Arbeitgeber unterliegt der Fürsorgepflicht
Ein Schutz vor schikanösem Verhalten kann nur aus der Fürsorgepflicht des Arbeitgebers abgeleitet werden. Kommt der Arbeitgeber dieser Pflicht nicht nach, so kann unter Umständen geklagt werden - und diese Fürsorgepflicht erstreckt sich nicht nur auf den Arbeitgeber selbst, sondern auch auf die ihm unterstehenden Mitarbeiter. Wenn das Mobbing auch sexuelle Belästigung oder eine Diskriminierung beinhaltet, so könnten die Täter gegen das Strafgesetz oder Gleichbehandlungsgesetz verstoßen. Wirklich befriedigend ist die Rechtslage aber nicht geklärt.

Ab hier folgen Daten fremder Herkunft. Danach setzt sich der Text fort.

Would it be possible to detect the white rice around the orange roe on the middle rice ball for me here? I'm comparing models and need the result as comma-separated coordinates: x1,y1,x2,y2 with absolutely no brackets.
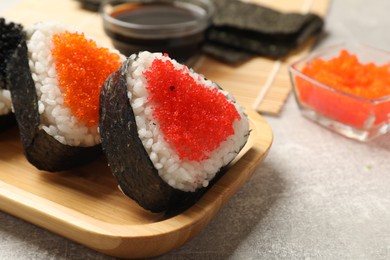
26,21,123,147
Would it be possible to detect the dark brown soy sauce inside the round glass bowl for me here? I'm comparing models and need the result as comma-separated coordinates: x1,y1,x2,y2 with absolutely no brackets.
105,3,209,63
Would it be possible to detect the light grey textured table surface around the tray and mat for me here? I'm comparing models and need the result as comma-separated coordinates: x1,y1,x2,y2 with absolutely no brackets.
0,0,390,259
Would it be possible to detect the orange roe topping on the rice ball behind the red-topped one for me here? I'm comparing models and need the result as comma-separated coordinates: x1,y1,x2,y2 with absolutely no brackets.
51,32,121,126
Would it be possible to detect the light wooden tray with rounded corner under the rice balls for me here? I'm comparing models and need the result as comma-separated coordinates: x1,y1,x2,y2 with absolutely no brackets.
0,110,272,258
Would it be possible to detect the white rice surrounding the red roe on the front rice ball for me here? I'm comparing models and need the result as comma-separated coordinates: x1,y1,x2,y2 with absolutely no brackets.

Betroffene sollten dennoch unbedingt Hilfe suchen und ihren Frust nicht in sich hineinfressen. Arbeitnehmervertretungen, Ärzte und Psychologen können erste Ansprechpartner sein. Kommt es hart auf hart und ein Rechtsstreit ist unausweichlich, so stellen der ÖGB und die AK ihren Mitgliedern auch Juristen zur Seite.